Spend some time with the actors and it soon becomes clear that many of them don’t hold directors in as high regard as one might think. Richard Eyre is among the exceptions, fondly remembered by artists including Brian Cox, Ian McKellen and Eileen Atkins as a facilitating force in their memoirs and memoirs. After a short stay with his company, it’s not hard to understand why. When we meet before upcoming events Weapons of Understanding season screen operation BFI Southbank, Eyre is an extremely friendly, direct and open person; He shares insights into his past, thoughts on some of his past productions, and memories of his collaborators.
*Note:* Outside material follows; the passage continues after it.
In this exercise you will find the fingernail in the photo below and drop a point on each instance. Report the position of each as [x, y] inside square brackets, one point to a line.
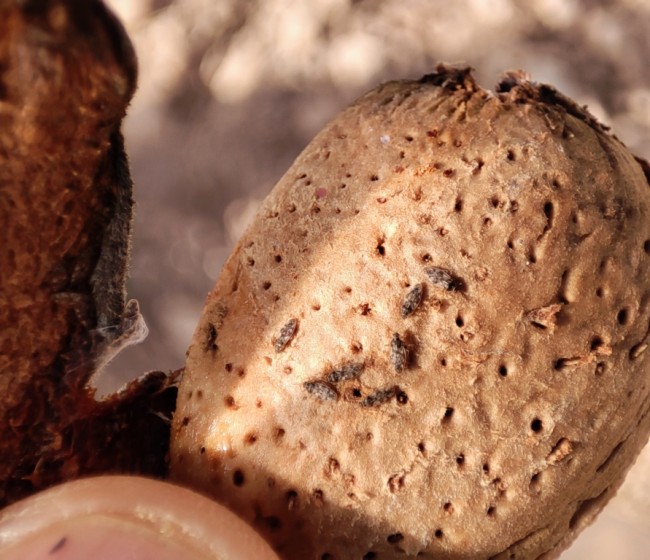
[113, 517]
expanding theatre, TVEyre’s wide-ranging work, including film, opera and journalism, has been vital to British cultural life over the last 50 years. From working at the Edinburgh Lyceum to managing the Nottingham Playhouse (1973 to 1978), Eyre produced Play for Today before being appointed artistic director of the National Theater (1987 to 1997). He presided over an extremely productive period. NTWhile he continues to work prolifically in film and cinema, he also has a ten-year history chronicled in his insightful published diaries, National Service (2003). TVHe appeared in projects such as the searing Falklands War drama Tumbledown (1988) and the hot-tempered Tennessee Williams adaptation Suddenly Last Summer (1993).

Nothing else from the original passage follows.